[cbsmith]

I think I understand what you were getting at by "there is no such thing as running out of entropy". Would you say there is such thing as "not having adequate entropy"?

[tptacek]

Not really. A CSPRNG is either initialized properly or it isn't. Once it is, entropy has ceased to be a concern. The original LRNG design misapprehends the purpose of continuous "entropy collection", which is about post-compromise security (it's essentially a rekeying operation), and not about any kind of cryptographic exhaustion.

[cbsmith]

But /dev/urandom will provide you with random numbers even if initialization has not completed, whereas /dev/random will not.

[tptacek]

It's best to think of this as an OS/distro detail; if you can reasonably expect /dev/urandom to give you insecure bits, your distro has a vulnerability.

That said: today you'd just use some variant of getrandom.

[cbsmith]

> It's best to think of this as an OS/distro detail; if you can reasonably expect /dev/urandom to give you insecure bits, your distro has a vulnerability.
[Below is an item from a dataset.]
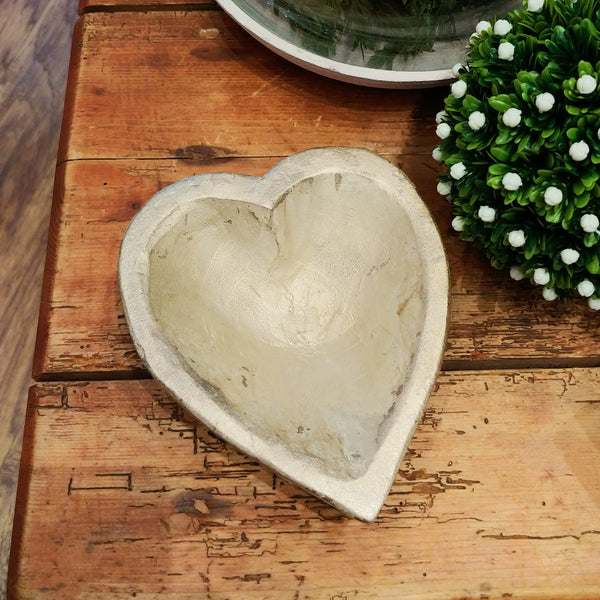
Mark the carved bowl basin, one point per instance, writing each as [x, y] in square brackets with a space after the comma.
[300, 315]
Isn't that more a function of hardware than software? The hardware random number generators on modern CPUs pretty much eliminate the need to worry about entropy...

[tptacek]

No, this has nothing at all to do with hardware; the state of play is the same on machines that don't have instructions like RDRAND.

[cbsmith]

I think I still don't understand. Can you explain why it is not a hypothetical problem on a deterministic virtual machine?